NOTE Features are stored as the original dictionary created by the Net class from caffe. For reading, you should use the class Local_Feature_ReaderDB located in bow_pipeline/reader.py. This class contains methods to extract local features in the format (n_samples, n_dimensions)/image for BoW encoding. It also performs SumPooling, generating (1, n_dimensions)/image. It also contains methods to interpolate feature maps when reading. For more info in, check bow_pipeline/reader.py script.
It performs the clustering of the local features. It is necessary to set the following parameters:
TRAIN_PCA=True -- If we want PCA/whitenning (default true)
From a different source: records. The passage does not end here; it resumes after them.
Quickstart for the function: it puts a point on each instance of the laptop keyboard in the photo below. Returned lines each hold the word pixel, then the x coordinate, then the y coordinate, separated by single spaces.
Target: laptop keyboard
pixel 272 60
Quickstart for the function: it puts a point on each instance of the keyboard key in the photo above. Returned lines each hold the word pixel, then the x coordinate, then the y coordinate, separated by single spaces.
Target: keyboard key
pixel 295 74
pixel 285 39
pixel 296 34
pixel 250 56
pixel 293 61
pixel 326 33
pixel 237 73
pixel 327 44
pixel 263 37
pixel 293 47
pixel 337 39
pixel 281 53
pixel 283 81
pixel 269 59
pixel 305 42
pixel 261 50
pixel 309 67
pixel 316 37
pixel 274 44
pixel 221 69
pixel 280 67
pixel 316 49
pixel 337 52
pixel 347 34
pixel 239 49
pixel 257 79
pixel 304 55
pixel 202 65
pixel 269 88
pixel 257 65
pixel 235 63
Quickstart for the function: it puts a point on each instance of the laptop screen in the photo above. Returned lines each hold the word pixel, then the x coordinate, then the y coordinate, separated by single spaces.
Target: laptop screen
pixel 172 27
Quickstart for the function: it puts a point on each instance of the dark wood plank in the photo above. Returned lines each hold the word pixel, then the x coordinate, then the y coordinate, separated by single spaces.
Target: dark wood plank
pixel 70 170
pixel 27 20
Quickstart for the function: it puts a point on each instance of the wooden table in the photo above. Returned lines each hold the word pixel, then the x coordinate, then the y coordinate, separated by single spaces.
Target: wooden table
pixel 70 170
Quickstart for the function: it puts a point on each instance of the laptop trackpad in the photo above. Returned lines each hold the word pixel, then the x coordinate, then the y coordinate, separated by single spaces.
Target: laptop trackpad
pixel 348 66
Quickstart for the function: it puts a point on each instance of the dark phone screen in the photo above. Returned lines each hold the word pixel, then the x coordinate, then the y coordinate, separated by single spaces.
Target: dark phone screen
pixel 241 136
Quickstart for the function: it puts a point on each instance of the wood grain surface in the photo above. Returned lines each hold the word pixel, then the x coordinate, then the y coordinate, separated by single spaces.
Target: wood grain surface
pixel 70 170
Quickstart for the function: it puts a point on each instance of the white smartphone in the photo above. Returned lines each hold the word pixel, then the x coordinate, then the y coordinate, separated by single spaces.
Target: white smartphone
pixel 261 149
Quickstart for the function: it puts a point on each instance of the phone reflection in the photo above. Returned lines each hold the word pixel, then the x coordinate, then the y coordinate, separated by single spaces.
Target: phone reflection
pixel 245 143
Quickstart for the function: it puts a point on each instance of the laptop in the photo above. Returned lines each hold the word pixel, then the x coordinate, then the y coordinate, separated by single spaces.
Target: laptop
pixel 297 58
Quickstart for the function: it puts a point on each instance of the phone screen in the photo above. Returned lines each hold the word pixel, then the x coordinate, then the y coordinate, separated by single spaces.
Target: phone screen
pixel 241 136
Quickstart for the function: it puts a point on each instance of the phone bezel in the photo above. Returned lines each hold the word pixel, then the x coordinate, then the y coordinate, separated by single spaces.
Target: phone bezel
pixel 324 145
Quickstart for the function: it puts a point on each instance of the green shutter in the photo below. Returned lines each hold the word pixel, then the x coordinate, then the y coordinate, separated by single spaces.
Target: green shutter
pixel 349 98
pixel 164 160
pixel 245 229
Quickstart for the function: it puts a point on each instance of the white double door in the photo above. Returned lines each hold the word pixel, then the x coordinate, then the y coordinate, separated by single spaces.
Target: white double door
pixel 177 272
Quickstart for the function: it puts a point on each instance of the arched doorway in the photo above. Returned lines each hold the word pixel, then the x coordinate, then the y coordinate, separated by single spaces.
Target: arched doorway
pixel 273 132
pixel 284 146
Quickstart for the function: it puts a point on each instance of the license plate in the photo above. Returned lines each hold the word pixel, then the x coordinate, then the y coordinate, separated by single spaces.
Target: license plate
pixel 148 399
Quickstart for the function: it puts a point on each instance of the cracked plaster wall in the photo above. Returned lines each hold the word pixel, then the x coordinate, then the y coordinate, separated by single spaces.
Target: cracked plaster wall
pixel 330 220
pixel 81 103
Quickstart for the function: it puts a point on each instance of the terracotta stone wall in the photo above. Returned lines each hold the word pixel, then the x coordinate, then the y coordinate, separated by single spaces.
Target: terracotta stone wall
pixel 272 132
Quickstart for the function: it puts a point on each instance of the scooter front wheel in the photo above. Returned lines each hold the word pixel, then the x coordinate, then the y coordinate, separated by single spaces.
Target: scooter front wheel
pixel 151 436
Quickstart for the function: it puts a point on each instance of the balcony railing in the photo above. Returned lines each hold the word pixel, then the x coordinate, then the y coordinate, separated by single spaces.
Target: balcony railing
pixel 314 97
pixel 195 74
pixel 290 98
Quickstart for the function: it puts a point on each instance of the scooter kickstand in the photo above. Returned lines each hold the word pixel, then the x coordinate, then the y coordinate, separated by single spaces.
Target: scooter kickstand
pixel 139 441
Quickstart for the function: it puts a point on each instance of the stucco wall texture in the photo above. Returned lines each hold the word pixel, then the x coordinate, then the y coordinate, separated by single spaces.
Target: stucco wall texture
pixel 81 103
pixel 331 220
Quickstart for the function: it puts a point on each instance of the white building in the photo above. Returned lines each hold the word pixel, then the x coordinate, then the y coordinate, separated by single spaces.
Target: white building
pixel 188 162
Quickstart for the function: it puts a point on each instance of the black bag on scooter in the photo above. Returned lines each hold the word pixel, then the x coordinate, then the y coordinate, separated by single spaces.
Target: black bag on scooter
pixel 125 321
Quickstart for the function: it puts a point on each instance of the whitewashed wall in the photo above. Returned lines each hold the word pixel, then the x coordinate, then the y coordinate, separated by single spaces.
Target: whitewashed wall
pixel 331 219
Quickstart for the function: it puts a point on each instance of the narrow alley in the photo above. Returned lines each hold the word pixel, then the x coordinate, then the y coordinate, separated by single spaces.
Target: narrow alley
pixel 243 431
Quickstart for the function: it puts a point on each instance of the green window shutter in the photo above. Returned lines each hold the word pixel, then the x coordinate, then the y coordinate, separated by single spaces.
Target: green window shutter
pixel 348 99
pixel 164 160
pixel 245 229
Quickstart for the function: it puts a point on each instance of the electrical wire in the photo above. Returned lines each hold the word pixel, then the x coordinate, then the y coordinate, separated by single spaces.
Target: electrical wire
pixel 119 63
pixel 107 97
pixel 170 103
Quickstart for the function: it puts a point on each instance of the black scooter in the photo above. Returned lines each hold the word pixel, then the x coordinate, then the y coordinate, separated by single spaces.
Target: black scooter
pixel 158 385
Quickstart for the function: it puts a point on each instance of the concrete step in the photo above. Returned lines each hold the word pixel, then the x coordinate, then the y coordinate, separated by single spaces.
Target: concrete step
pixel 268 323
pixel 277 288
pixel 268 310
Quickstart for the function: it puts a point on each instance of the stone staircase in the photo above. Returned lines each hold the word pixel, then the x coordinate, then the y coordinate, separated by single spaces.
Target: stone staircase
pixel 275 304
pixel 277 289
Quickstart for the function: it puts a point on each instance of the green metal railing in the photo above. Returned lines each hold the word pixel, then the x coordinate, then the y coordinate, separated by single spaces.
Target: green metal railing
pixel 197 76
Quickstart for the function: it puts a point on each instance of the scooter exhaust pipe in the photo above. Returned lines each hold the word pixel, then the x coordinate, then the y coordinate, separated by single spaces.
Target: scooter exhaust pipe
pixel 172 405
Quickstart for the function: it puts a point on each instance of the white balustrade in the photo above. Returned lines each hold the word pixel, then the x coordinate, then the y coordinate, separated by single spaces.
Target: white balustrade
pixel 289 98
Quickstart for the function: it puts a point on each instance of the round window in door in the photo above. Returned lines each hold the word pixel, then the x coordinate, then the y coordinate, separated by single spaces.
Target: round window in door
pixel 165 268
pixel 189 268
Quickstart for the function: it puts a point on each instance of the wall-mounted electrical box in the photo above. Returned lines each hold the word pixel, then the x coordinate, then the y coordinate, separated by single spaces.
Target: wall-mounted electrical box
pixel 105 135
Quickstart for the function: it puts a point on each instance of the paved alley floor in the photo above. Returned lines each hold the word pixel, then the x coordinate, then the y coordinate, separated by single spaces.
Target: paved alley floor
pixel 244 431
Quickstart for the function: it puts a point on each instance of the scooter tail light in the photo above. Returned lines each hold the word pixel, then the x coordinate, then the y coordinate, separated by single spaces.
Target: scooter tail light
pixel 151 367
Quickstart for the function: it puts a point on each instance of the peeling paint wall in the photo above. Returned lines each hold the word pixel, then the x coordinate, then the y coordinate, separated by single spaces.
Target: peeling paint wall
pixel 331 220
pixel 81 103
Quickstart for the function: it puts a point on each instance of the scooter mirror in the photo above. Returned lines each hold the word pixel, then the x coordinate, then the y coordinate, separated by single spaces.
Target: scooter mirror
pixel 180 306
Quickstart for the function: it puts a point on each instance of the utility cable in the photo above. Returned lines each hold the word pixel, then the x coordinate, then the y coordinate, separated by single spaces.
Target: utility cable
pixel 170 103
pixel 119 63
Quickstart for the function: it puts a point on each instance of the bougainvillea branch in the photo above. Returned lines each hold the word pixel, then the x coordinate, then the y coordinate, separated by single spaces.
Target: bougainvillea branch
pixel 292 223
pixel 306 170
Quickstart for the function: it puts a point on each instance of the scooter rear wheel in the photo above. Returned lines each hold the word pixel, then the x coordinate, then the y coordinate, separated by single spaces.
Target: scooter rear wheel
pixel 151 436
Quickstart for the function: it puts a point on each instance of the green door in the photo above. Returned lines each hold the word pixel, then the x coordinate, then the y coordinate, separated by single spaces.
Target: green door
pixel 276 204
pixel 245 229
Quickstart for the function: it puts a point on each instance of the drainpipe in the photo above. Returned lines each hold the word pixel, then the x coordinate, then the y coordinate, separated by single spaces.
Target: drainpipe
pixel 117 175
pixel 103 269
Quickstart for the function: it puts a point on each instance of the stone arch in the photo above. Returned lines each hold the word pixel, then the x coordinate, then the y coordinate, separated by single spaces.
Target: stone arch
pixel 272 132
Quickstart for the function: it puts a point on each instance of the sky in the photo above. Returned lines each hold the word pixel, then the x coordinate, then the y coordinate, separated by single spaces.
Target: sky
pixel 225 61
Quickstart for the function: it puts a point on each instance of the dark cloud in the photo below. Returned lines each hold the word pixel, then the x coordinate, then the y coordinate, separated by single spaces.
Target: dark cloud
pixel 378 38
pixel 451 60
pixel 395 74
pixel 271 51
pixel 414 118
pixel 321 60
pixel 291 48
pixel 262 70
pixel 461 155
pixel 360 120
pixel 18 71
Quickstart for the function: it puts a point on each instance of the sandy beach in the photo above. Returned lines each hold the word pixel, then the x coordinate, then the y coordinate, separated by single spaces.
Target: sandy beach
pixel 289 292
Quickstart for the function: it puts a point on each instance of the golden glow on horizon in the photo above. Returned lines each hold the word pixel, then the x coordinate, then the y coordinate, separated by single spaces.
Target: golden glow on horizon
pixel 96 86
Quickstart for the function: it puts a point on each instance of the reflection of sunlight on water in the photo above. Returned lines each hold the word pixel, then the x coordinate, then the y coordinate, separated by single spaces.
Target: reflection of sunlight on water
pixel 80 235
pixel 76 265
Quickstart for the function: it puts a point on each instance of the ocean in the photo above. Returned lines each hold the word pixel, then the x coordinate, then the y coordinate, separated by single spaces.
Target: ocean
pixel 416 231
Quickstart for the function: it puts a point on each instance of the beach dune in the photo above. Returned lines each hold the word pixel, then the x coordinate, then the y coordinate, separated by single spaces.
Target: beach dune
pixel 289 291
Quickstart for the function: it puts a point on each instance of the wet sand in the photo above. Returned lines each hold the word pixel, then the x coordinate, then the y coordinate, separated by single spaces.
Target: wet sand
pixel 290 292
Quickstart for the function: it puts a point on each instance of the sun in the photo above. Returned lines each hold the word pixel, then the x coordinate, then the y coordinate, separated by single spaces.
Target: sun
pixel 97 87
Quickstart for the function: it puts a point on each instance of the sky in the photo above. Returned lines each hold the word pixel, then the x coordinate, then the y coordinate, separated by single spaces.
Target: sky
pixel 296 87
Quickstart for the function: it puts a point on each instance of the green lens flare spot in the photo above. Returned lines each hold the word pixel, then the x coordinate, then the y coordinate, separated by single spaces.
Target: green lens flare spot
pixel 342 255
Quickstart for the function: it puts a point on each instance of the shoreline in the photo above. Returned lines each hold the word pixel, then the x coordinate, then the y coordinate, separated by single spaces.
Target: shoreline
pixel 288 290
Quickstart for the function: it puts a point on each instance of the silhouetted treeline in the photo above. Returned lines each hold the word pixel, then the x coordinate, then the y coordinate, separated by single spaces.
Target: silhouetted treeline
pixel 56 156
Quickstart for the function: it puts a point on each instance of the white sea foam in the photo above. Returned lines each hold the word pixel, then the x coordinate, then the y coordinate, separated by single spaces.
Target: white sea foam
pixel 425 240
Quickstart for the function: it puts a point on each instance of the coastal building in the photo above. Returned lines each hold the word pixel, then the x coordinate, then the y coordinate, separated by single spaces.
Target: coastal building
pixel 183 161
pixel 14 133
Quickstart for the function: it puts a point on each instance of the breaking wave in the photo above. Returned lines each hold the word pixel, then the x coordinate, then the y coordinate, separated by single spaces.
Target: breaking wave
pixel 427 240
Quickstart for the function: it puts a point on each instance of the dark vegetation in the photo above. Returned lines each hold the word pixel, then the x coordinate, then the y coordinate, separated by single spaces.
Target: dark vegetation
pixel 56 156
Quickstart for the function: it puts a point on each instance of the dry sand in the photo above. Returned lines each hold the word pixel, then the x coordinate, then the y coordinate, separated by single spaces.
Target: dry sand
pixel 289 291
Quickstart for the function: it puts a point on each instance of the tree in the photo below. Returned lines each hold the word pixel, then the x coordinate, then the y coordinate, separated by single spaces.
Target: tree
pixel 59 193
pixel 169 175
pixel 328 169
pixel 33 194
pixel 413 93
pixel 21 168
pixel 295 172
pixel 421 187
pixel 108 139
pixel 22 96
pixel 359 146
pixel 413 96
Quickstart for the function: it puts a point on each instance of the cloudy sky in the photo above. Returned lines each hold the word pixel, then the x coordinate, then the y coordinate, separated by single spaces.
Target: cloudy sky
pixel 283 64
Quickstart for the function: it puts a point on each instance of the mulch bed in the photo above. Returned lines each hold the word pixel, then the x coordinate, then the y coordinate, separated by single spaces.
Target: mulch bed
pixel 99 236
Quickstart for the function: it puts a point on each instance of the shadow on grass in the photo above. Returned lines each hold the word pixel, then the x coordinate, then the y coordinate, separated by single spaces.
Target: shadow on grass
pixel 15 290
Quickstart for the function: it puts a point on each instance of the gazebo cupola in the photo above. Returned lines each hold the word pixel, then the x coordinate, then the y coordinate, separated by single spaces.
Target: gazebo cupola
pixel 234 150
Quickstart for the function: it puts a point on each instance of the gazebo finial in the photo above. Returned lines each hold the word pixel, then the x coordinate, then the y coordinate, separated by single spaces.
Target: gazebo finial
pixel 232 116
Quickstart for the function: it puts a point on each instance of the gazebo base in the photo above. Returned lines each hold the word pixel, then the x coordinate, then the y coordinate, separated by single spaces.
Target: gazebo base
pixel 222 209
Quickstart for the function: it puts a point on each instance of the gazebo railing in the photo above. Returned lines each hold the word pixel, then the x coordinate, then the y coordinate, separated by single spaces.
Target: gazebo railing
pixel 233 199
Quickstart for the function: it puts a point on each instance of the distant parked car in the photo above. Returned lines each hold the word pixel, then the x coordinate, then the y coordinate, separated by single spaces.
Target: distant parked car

TRAIN_CENTROIDS=True -- if we want to train centroids (default true)
l2norm=True -- if we want to perform l2-norm on the features (default true)
n_centers=25000 -- # of clusters
pca_dim=512 -- dimensions when doing PCA
It is necessary to specify the settings.json (different for each dataset, which contains paths for reading features/store models.
Once the visual vocabulary is build, we can compute the assignments based on the local features/image and we can index the dataset of images. It is necessary to set the following parameters (check the script):
settings file for the dataset
dim_input -- network input dimensions in string format
network="vgg16" -- string with network name to use
list_layers -- list with layer/s to use
new_dim -- tuple with the feature map dimension
It uses the inverted file generated and generates the rankigns for the queries. It computes the assignments for the query on-the-fly. It is necessary to set parameters as in Step 3, with the additional:
- masking = 3 (Kind of masking applied on query):
0== No maks;
1 == Only consider words from foreground;
2 == Only consider words from background [CHANGED];
3 == Apply inverse weight to the foreground object
- augmentation = [0] [TO REVIEW]
0 == No augmentation;
1 == 0+Flipped image;
2 == 0+Zoomed image (same size as input net, but just capturing center crop
of the image when it has been zoomed to the double size).
3 == 0+Flipped zoomed crop
- QUERY_EXPANSION [TO_ADD]
NOTE If using bow_pipeline/D_rankings_Pooling.py; Skip steps 2 and 3. The whole pipeline is based in sumpooled features (without inverted index and codebook generation).
.txt files are generated per query under datasetFolder/lists_[bow/pooling].
It computes mean average precission for rankings generated in Step 4.
-
evaluate_Oxf_Par for Paris and Oxford datasets
-
evaluate_trecvid for TRECVid subset.
NOTE It generate map.txt in bow_pipeline folder with results.